Varlık Vergisi’nin tarihsel bir değerlendirmesini yaparken birkaç unsuru gözönünde tutmak gerekir. Herşeyden önce yüzyıllarca sadakatle devletlerine hizmette bulunan ve hiçbir bölücü akıma katılmamaya dikkat eden Yahudiler, Lozan’dan kaderlerini Türk Devleti’nin kaderine bağladıkları halde ikinci sınıf vatandaş muamelesi görmüşler ve böylelikle devlete olan samimi bağlılıkları önemli bir darbe yemiştir. Varlık Vergisi öte yandan yeni bir buluş değildir. Ortaçağ’da bu tedbir Yahudilere karşı geniş ölçüde uygulanmıştır. Yahudilerin ekonomik güçlerini azaltmak Ortaçağ’da, devletin hazinesini desteklemek ve ekonomik potansiyeli çoğunluk ulusa aktarmak için tutulan başlıca yollardandı. 1942’de yeniden uygulanan metod, kuşkusuz daha evvel anlatılan amaçları güderken savaşa girmemek ve ülkeyi yıkımdan uzak tutmak için “Mihver” taraftarı bir tutum takınması gereken devletin siyasetine de uygun düşmüştür. Nitekim Mihver Devletleri ve özellikle Nazi Almanyası Avrupa içlerine doğru çekilmeye başladıktan ve Türkiye’ye yönelik tehdit ortadan kalktıktan sonra, 1944 yılında çıkarılan bir yasayla Türk Hükümeti, vergiyi ödeyemedikleri için Aşkale’ye sürülenleri serbest bıraktı ve ödenmeyen vergi borçlarını iptal etti. Daha sonra iktidara gelen Demokrat Parti de, bu vergiden hem maddi hem manevi zarar görenlere, sürgünde sağlığı bozulanlara tazminat vaad etti. Gerçekten de Yahudiler kısa süre içinde yeniden ekonomik yaşama dahil oldular.

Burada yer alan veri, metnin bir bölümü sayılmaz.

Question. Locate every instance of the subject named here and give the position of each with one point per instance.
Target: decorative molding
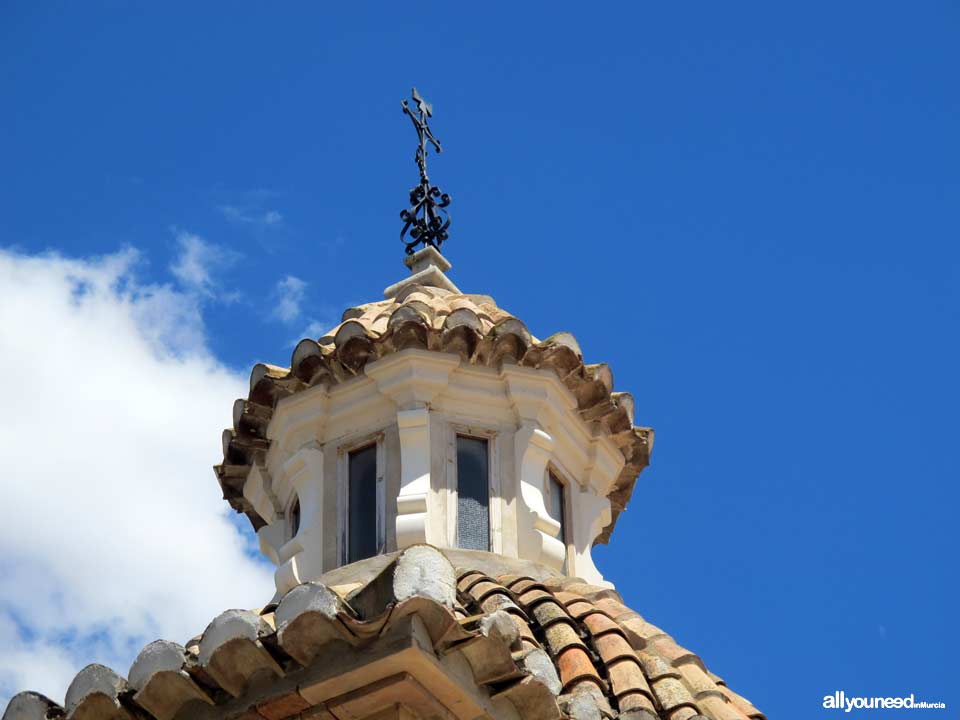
(593, 513)
(412, 378)
(537, 531)
(414, 426)
(301, 558)
(356, 442)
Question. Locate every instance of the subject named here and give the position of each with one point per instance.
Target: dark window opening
(558, 506)
(473, 493)
(295, 517)
(362, 504)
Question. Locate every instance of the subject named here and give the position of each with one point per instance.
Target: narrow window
(362, 504)
(295, 517)
(473, 493)
(558, 506)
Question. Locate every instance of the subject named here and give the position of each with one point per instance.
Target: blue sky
(749, 212)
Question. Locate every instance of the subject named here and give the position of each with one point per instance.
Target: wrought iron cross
(426, 219)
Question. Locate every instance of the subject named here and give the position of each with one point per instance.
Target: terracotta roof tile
(614, 608)
(533, 596)
(574, 665)
(740, 702)
(628, 667)
(479, 590)
(613, 647)
(669, 649)
(548, 613)
(640, 631)
(626, 676)
(566, 597)
(561, 636)
(636, 701)
(522, 585)
(598, 624)
(720, 709)
(697, 680)
(671, 693)
(499, 601)
(684, 712)
(655, 666)
(581, 608)
(440, 320)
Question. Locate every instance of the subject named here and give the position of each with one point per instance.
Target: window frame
(495, 521)
(343, 496)
(566, 526)
(293, 527)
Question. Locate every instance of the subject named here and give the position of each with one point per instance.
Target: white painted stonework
(413, 403)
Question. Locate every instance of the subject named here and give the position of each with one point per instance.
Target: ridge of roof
(550, 648)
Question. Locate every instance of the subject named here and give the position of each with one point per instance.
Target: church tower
(428, 478)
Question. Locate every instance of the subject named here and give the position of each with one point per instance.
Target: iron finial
(426, 219)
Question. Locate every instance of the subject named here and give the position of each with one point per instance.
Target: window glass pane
(362, 504)
(557, 506)
(473, 494)
(295, 517)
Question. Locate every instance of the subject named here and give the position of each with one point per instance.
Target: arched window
(295, 517)
(557, 505)
(473, 493)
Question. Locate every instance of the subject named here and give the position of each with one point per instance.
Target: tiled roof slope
(431, 318)
(519, 647)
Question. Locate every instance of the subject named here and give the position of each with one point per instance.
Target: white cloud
(288, 296)
(251, 216)
(197, 263)
(114, 531)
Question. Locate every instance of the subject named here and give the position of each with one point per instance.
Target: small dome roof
(444, 320)
(553, 647)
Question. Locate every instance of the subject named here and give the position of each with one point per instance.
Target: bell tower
(432, 416)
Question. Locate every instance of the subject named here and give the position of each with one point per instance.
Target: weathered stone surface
(411, 607)
(32, 706)
(94, 694)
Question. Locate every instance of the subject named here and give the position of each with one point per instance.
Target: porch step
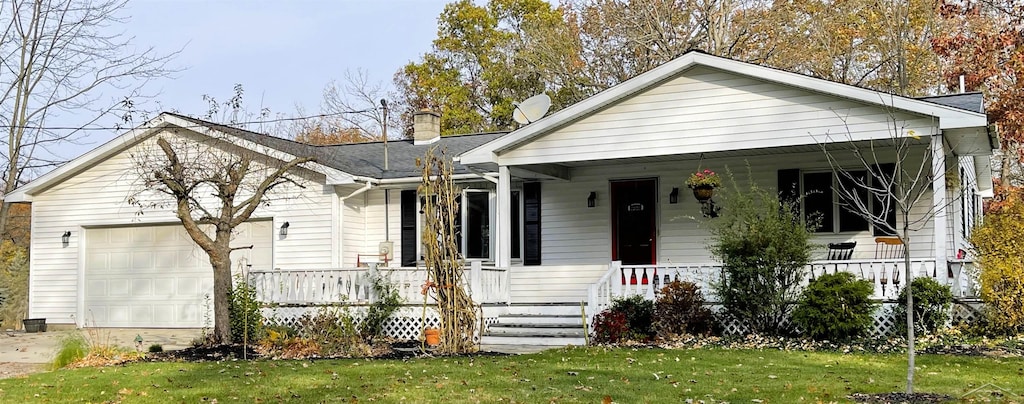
(557, 309)
(542, 329)
(569, 320)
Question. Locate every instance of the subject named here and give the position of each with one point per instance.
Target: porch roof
(957, 114)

Varlık Vergisi ve Trakya olayları tarihsel perspektifi bozmamalıdır. Yahudiler Türk Yönetimi altında, bütün diğer Yahudi cemaatlerinden çok daha rahat ve örnek bir yaşam sürmüşlerdir. Burası bir gerçektir ki, Türk Yahudi cemaatlerinin tarihi, genel Yahudi tarihinde ender bir örnektir. Pogrom, Holokost, yağma, kültürel baskı, keyfi idam ve katliamlar gibi Yahudi tarihinde sık sık rastlanan olaylar, Türk Yahudi tarihine yabancı kalmıştır. Osmanlı Devleti’nden Cumhuriyete geçişin yarattığı kaçınılmaz gelişmeler ve meydana gelen bazı “tatsız” olaylar da, devrim yaşayan her ulusun içinde oluşan geçici bunalımlar gözönünde tutularak değerlendirilmelidir.